(2009)
Il ne pouvait pas être mauvais cet album. Josh Homme, Dave Grohl et John Paul Jones. Comment aurait-il pu être possible que ces trois-là commettent un mauvais album ? Ce n’est même pas de l’ordre de l’envisageable. On n’avait même pas à craindre qu’une attente disproportionnée n’entraîne au final un sentiment de frustration. Non, ces mecs ne pouvaient que nous offrir un bon gros rock. Pas une révolution, pas un album ultime, non, juste un album d’über-rock de qualité supérieure. Hé bé voilà ! On l’a !
Plus stoner que bluesy, l’album est farouche et racé. L’ampli est constamment dans le rouge, la guitare riffe et solotte, imperturbable, alors que la batterie martèle un rythme à géométrie variable et que la basse entraîne les titres dans des méandres tortueux et que quelques claviers psychédélisent un peu le tout. C’est bon ! Punaise que c’est bon !

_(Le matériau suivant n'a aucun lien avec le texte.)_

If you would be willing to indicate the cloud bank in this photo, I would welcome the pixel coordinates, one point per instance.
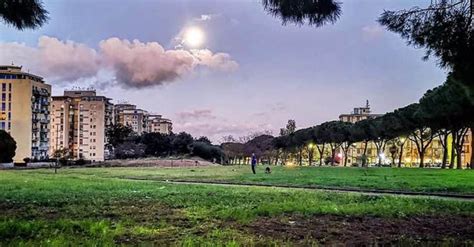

Parce que, surtout, ça ne ressemble ni à Nirvana, ni aux Foo Fighters, ni à Kyuss ou aux Queens et encore moins à Led Zep. La symbiose entre les trois musiciens est totale, chacun apportant son background, participant à une aventure commune sans essayer de se mettre en avant. En grand fan du Zep, on a tendance à se concentrer sur John Paul Jones. Mais celui-ci, et Marc le soulignait déjà lors de sa chronique de leur venue au Pukkelpop, reste en retrait. Discret comme au bon vieux temps, il n’est pas là pour écraser les autres sous son statut immense. Et pourtant, il est là et bien là. Ce ne peut être que son sens des arrangements et de la construction des chansons derrière cet album.
Furieusement roots tout en étant chargé de modernité, empreint d’une énergie redoutable et accompli par des professionnels aguerris, il a tout, ce disque.